2 Responses to “Winter Storm…The Latest”

  1. Pete says:

    Man, I wish I had this when I was in school! I took a meteorology course my freshman year and asked the prof why winter storms tend to come up from Oklahoma. His reply was “I have no idea.”

    1. Greg Shoup says:

      Pete are you serious? Wow, I won’t ask what university you attended but these storms are common place around these parts. In fact, the 1978 famous blizzard was one of these storms. These storms are text book to be blunt. Here’s a fun link to read about them http://www.weatherology.com/blogs/189/panhandle_hook.html. When I was in school and over the years we used to call them “Oklahoma hookers”. I never used this term on the air but when I was the Chief at another station one of my young weekend meteorologist decided to.

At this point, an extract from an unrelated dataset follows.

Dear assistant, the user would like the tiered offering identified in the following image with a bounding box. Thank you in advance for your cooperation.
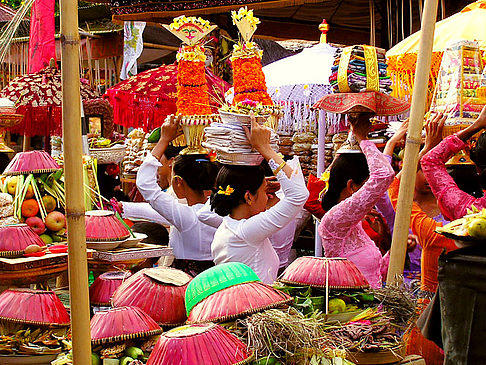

I still cringe when I think about it, but she must have done something right because she works in Cleveland now. But just to be clear the text books call them “panhandle hooks” because the originate from the Texas, Oklahoma panhandle. Here’s one more thing about this system to muddy the water even more, This system is moving through the “hook” region but strictly by definition it probably does not qualify as a panhandle hook storm since it moved across the southern Rockies.